At the data level, although the Network Security Laboratory–Knowledge Discovery in Databases (NSL-KDD) dataset is widely used in intrusion detection research, its attack types are primarily derived from the KDD Cup 1999 dataset, and it lacks coverage of emerging advanced persistent threats (APTs) and zero-day attacks. In contrast, more recent benchmark datasets such as Canadian Institute for Cybersecurity Intrusion Detection Dataset 2017 (CICIDS2017) include not only traditional attacks like DDoS and brute force, but also modern attack patterns such as web-based intrusions and botnet command-and-control activities. To evaluate and enhance the generalization capability of the proposed model, future research will adopt a feature abstraction strategy during the design phase. This involves standardizing raw traffic data into unified vectors composed of temporal features, protocol characteristics, and payload statistics. By decoupling attack patterns from specific protocol implementations through feature engineering, the WOA-GWO hybrid optimization framework can adaptively extract generalized attack features across datasets, thereby offering strong potential for transferability to modern datasets such as CICIDS2017.

Conclusion

This study presents a hybrid intelligent framework that combines the WOA with the GWO algorithm to significantly improve network intrusion detection in IoT environments. By integrating WOA’s global spiral search with GWO’s local social hierarchy hunting strategy, the model effectively balances complex attack feature extraction with adaptability to resource-constrained settings. Experimental results show that the framework outperforms traditional methods in both binary and multi-class attack detection, notably enhancing detection of low-frequency threats such as U2R attacks. Nonetheless, some limitations persist. First, the experiments were conducted using the widely adopted NSL-KDD dataset, which lacks coverage of emerging threats like zero-day attacks and does not capture traffic heterogeneity or device dynamics characteristic of real-world IoT environments. Second, the current optimization focuses mainly on offline training and has not been validated for latency sensitivity or computational load balancing in real-time traffic processing.

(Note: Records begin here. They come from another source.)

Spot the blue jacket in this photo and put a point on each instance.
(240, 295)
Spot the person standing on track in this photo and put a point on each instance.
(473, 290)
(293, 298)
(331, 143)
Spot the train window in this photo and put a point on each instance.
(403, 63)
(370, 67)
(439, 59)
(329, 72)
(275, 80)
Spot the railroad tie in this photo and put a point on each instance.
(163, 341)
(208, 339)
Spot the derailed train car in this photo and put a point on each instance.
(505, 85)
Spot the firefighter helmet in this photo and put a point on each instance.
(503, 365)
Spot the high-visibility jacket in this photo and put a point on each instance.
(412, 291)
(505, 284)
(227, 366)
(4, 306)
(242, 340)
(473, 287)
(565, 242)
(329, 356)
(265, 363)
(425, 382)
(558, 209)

Future research will address three key areas. First, the model’s generalizability will be tested on modern datasets, such as the CICIDS2017, to evaluate its adaptability to contemporary attack patterns. Second, a lightweight incremental learning mechanism will be developed to leverage the resource constraints of edge computing nodes, allowing dynamic online updates of model parameters to handle the spatiotemporal evolution of attacks in large-scale IoT networks. Finally, distributed intrusion detection under a federated learning framework will be explored, combining local model optimization on edge devices with global knowledge aggregation to enhance system resilience while preserving data privacy. These advances aim to transition the hybrid optimization algorithm from theoretical proof-of-concept to practical deployment, supporting the development of adaptive, low-latency IoT security systems.